Fiquei feliz ao ler nesta Folha que foi criada no Brasil a Eu Decido, a primeira associação em defesa do direito à morte assistida. Essa é uma bandeira que empunho há décadas. Não sou, porém, muito otimista em relação à possibilidade de resultados concretos em breve.
A conjuntura política por aqui nos transportou metaforicamente para uma caverna do Taleban. Não só não vemos avançar liberdades individuais já consagradas nos países desenvolvidos, como a de usar drogas ou abortar, como ainda lidamos com a ameaça de retrocessos. O leitor se lembrará da recente tentativa da bancada da Bíblia de aprovar uma lei que equipararia abortos tardios a homicídios. Meninas estupradas que só descobrissem a gravidez com mais de 20 semanas e abortassem, como a lei hoje autoriza, ficariam sujeitas a um castigo maior do que o reservado a seus estupradores.
E a situação é preocupante mesmo fora do circo performático em que o Congresso Nacional se converteu. É incrível que a Prefeitura de São Paulo, a maior e mais cosmopolita cidade do país, esteja restringindo o acesso a serviços de aborto legal.
O STF até ensaiou alguns passos liberalizantes. Foi o caso da decisão que excluiu a possibilidade de sanções penais para a posse de pequenas quantidades de maconha. Mas o tribunal se vê enredado em tantas controvérsias políticas que teve de pisar no freio da agenda pró-autonomia.
Longe de mim negar as enormes dificuldades para regular questões como mercado de drogas e morte assistida. Há aí dilemas impossíveis. A revista The Atlantic acaba de publicar uma boa reportagem sobre os problemas por que passa o Canadá com sua avançadíssima legislação de eutanásia.

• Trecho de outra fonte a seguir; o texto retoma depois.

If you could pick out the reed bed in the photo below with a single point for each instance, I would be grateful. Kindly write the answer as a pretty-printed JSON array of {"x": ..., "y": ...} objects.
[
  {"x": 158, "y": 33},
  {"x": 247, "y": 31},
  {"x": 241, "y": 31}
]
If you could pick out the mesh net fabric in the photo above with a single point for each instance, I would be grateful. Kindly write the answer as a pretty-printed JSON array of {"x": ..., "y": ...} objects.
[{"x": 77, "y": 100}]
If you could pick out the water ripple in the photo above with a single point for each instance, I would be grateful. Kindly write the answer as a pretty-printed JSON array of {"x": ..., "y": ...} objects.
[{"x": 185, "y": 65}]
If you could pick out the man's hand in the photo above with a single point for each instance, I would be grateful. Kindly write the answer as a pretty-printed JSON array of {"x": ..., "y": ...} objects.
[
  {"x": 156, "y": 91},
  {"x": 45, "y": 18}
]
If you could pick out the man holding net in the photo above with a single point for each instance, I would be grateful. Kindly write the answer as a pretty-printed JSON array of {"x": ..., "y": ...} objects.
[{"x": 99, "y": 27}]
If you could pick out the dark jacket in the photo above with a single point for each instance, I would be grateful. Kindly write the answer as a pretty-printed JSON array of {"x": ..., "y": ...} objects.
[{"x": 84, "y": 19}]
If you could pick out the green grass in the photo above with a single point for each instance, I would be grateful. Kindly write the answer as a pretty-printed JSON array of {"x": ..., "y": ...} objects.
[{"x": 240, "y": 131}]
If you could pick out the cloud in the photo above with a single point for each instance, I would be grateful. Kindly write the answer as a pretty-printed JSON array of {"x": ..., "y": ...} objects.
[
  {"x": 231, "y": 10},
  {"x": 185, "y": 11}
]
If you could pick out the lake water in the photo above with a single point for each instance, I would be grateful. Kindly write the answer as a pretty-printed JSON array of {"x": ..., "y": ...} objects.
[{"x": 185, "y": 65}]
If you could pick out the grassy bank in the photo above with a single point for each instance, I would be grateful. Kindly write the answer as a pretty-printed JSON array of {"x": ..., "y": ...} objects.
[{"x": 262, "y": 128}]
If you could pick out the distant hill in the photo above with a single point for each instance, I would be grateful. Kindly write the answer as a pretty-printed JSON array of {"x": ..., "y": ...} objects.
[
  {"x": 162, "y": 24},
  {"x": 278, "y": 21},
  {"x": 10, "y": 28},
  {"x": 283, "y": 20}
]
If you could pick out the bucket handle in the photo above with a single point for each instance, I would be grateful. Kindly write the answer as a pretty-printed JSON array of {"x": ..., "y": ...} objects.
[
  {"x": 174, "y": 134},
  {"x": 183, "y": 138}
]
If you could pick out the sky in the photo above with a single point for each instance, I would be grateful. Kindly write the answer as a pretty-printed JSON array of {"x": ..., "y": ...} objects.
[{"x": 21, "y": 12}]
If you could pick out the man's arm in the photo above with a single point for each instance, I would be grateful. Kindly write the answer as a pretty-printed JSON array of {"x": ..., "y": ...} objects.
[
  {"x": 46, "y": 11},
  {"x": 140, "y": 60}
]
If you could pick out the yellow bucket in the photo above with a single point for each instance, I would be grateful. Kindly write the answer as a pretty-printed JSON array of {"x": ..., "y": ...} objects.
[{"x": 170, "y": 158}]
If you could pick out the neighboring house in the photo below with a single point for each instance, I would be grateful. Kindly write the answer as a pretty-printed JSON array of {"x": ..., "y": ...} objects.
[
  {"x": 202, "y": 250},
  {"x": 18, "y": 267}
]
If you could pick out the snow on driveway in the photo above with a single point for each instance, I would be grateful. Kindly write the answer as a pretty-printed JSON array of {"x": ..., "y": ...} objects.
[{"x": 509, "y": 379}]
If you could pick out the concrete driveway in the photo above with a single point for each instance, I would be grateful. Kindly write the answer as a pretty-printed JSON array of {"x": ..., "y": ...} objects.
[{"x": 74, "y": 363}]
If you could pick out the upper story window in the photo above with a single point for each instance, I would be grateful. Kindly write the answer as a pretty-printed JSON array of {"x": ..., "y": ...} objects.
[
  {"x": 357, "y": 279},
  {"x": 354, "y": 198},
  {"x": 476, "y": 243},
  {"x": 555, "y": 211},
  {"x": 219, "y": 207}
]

Meu ponto é que, se formos recusar o corolário mais elementar do Estado liberal moderno, que é o de garantir a autonomia individual de forma robusta, então podemos aposentar as declarações de direitos das Cartas, fechar cortes de Justiça, restituir a autoridade do "pater familias" e recriar conselhos tribais que diriam o que é e o que não é aceitável.